番外編その2後編 お嬢様わんこの、鮮やかな策略
俺の右腕を枕にした沙霧は、タオルケットに包まり、少し荒くなった呼吸を整えていた。
母さんにバレた。それがスパイスになったのか、俺達は大いに盛り上がった。おまけに、わんわんと甘い声で鳴く沙霧が愛おしくて、俺も歯止めが利かなくなってしまったのだ。
「くぅん……♡ ご主人様ぁ、すごかったです♡ あんな餌付けをされては、ますます骨抜きになってしまいますわん♡」
「俺はもうとっくに沙霧に骨抜きにされてるけどね。可愛かったよ、沙霧」
そっと頭を撫でると、沙霧の顔はよりトロトロに蕩けていく。
「えへっ……♡ ご主人様ぁ、大しゅき♡」
「俺も大好きだよ、沙霧」
「はわぁ……幸せですわん♡」
「それはなにより──って、時間やばくないっ?!」
時計を見た俺は、思わず跳ね起きた。とっくに正午は通り過ぎたどころか、さらに長針はもう一周している。

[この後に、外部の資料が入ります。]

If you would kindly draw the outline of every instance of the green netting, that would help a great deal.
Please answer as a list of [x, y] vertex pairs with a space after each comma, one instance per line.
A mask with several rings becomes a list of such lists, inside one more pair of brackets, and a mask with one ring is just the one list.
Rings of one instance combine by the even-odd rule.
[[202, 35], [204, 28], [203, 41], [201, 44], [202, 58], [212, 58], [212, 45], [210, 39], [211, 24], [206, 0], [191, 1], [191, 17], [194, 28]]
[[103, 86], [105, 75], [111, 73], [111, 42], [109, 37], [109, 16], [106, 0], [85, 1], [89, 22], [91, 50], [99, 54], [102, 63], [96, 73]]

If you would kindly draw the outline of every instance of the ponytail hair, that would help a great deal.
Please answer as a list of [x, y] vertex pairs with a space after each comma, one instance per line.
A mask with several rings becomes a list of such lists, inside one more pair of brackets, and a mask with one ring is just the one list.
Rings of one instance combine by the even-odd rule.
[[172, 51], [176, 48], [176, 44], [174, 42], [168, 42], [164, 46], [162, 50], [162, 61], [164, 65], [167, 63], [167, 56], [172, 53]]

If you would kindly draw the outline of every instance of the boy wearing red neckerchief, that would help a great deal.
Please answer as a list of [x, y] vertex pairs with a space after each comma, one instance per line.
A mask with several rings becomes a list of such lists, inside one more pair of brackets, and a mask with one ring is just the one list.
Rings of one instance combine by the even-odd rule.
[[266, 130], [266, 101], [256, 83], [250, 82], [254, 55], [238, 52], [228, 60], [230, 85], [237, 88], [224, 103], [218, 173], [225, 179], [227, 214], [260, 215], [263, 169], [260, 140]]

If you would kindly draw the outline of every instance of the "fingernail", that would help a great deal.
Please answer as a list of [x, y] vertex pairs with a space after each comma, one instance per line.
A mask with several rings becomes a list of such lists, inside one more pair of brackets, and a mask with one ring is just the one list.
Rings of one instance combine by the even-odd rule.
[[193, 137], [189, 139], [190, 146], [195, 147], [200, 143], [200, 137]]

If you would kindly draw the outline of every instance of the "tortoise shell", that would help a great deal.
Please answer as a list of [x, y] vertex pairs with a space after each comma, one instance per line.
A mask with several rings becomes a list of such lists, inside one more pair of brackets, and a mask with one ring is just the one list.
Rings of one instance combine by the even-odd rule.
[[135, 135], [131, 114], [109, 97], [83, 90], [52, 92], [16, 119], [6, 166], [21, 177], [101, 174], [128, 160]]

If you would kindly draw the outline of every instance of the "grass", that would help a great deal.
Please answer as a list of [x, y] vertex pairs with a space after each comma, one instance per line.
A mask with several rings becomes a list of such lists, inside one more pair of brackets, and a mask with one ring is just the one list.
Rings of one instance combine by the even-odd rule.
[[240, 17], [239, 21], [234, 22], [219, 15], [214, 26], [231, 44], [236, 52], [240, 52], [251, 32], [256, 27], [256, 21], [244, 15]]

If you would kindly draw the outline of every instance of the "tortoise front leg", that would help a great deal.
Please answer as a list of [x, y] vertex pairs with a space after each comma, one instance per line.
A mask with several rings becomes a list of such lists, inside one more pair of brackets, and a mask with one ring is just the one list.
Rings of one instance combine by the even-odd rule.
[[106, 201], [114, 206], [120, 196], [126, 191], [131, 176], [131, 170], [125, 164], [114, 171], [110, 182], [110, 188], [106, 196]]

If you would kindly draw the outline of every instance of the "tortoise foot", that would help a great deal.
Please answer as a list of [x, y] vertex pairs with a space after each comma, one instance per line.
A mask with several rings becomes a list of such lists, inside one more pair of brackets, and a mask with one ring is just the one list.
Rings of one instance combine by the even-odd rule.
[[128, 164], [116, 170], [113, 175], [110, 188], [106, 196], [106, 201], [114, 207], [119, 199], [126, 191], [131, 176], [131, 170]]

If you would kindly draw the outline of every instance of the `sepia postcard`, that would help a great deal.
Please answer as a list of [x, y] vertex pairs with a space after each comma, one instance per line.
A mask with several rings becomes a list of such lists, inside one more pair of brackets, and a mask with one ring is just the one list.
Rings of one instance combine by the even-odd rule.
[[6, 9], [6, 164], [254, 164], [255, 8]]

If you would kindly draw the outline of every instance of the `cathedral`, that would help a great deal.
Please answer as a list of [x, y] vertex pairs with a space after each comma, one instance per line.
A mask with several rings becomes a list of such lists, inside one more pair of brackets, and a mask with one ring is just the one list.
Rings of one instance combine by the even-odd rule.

母さんの言う夕方が一体何時なのか。早ければ、あと数時間で帰ってきてしまうかもしれない。
周囲を確認すると、二人分の衣服が床に散乱しているし、ゴミ箱の中身はとても母さんに見せられたものじゃない。おまけに、部屋の空気は自分でもわかるほどに甘ったるい。
「沙霧も起きて! 早くシャワー浴びて! 服も着て!」
「むぅ……ご主人様はせっかちですわん。もう少し余韻を……」
「言ってる場合かっ! さすがにこんなの見られたらまずいって!」
「仕方ないですわんね……ですが、これもご主人様との生活を守るため。では──準備いたしましょうか。まずは──一緒にシャワー、浴びましょう?♡ 愛犬をきれいきれいするのは、ご主人様の務めですわんっ♡」
「あぁもうっ! それでいいから早くするよ!」
俺達は、服も着ずに風呂へと駆け込み──
シャワーを浴びながら、俺はもう一度沙霧に食べられた。朝食と昼食を抜いたせいでお腹が空いていたのかもしれない。
そのおかげで、その後余計にドタバタするハメになったのは言うまでもないが、沙霧が嬉しそうにしていたから良しとしよう。俺は愛犬に甘いご主人様なのだ。
その後は部屋を換気して、ゴミをまとめて証拠を隠滅、ベッドメイキングも完璧に。それから俺は母さんの機嫌を少しでもよくするためにと料理にとりかかる。
メニューはビーフシチュー。週末の夜を沙霧と楽しむために食材を用意していたのが功を奏した。本来は時間のかかる料理だが、俺には圧力鍋という武器がある。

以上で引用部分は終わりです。